I was deeply moved (literally to tears) with Francis's correspondence with Christopher Jackson, a federal prison inmate who found meaning and purpose through math.
I also was touched by Francis's vulnerability sharing the hardships in getting his PhD. This describes a pivotal moment between Francis and his PhD advisor Persi W. Diaconis:
After I told him that I might leave, he said: I would rather you work with me than quit. It was an act of grace - undeserved kindness, indeed love, that he reached out to me. Through my soul-searching, I had already freed myself from the burden of needing the PhD to give me dignity. Now I was being offered a chance to come back to mathematics, this time for the joy of mathematics itself.
I've been attempting to get back into math, and I've been asking myself why I'm even doing it. Reading this book helped me find my answer, which I realized is the same reason that I do music: for the joy of music itself, not for how it looks to others.
I resonated with Francis's reflections:
Why do mathematics? Was it for prestige, some external good? Was it to prove that I was better than someone else at mathematics? Was it to compare myself to others? Was it for significance?
I'd been groomed by society to see math as a way of drawing a circle and putting myself in it, believing that math was a showcase for flaunting talent rather than a playground for building virtue.

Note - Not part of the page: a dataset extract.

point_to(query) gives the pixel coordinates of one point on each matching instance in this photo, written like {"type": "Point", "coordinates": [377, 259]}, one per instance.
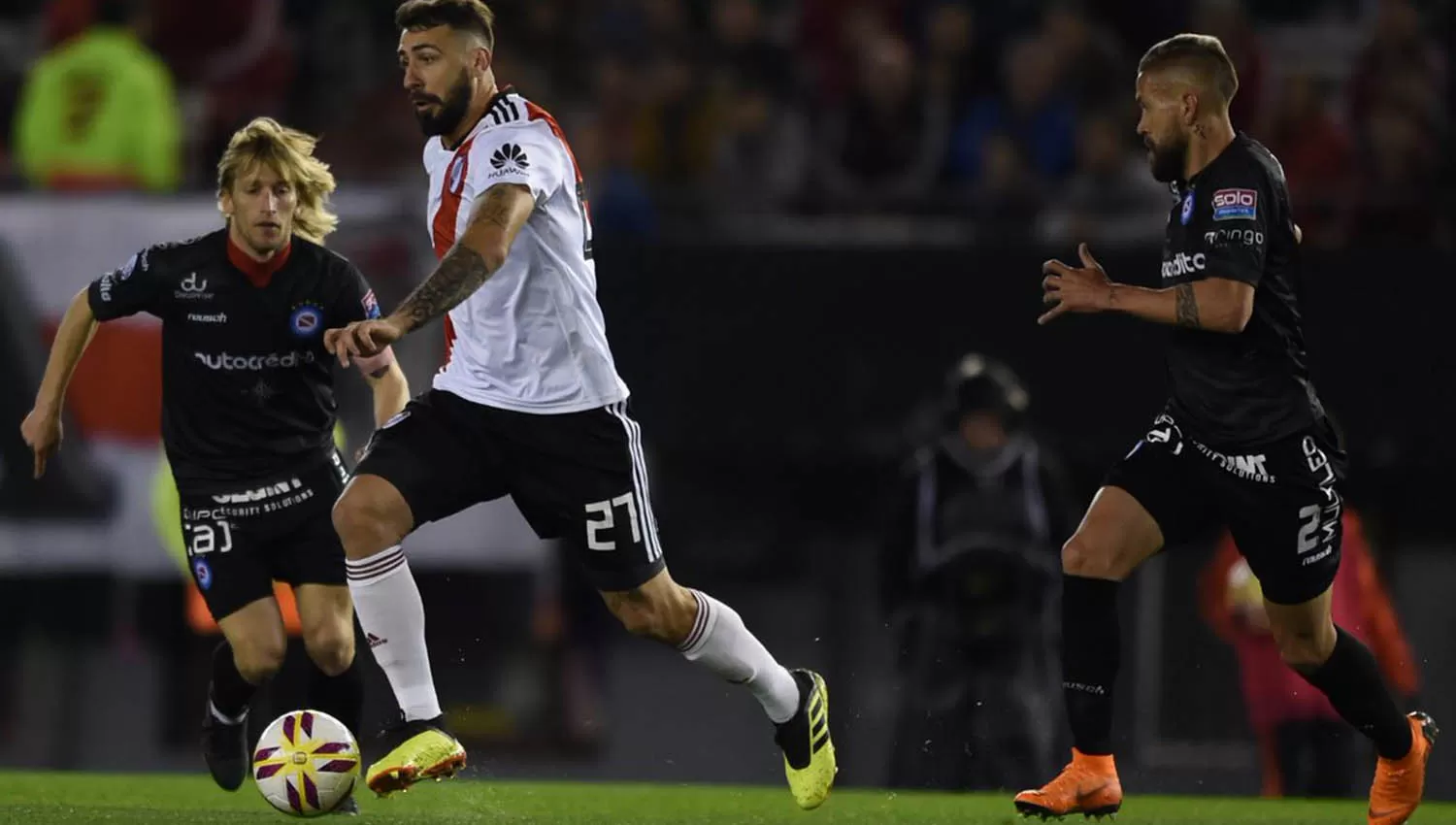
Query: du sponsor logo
{"type": "Point", "coordinates": [192, 288]}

I have an emotional past with math. From trauma in high school honors pre-calculus, withdrawing from linear algebra in undergrad, to almost failing linear algebra again in grad school, I wonder why I still have an inkling of interest in math.
This book helped me separate my academic failures from the moments where I experienced wonder and joy in math. Funny enough, most of these moments came from CS classes, e.g. Automata Theory, Algorithms, and Discrete Math.
I'm looking forward to learning math again not for a degree, not for applications to work, but simply for the virtues that math builds:
Exploration, Meaning, Play, Beauty, Permanence, Truth, Struggle, Power, Justice, Freedom, Community, Love
There are so many great quotes from the book. I'll end with this one:
As a mathematical learner, don't let yourself be sucked into an education that champions mathematics as pure logic, cold and heartless, a bunch of rules to follow. Who would want to learn that, or teach that? That is not where the heart of mathematics is. You cannot separate the proper practice of mathematics from what it means to be human.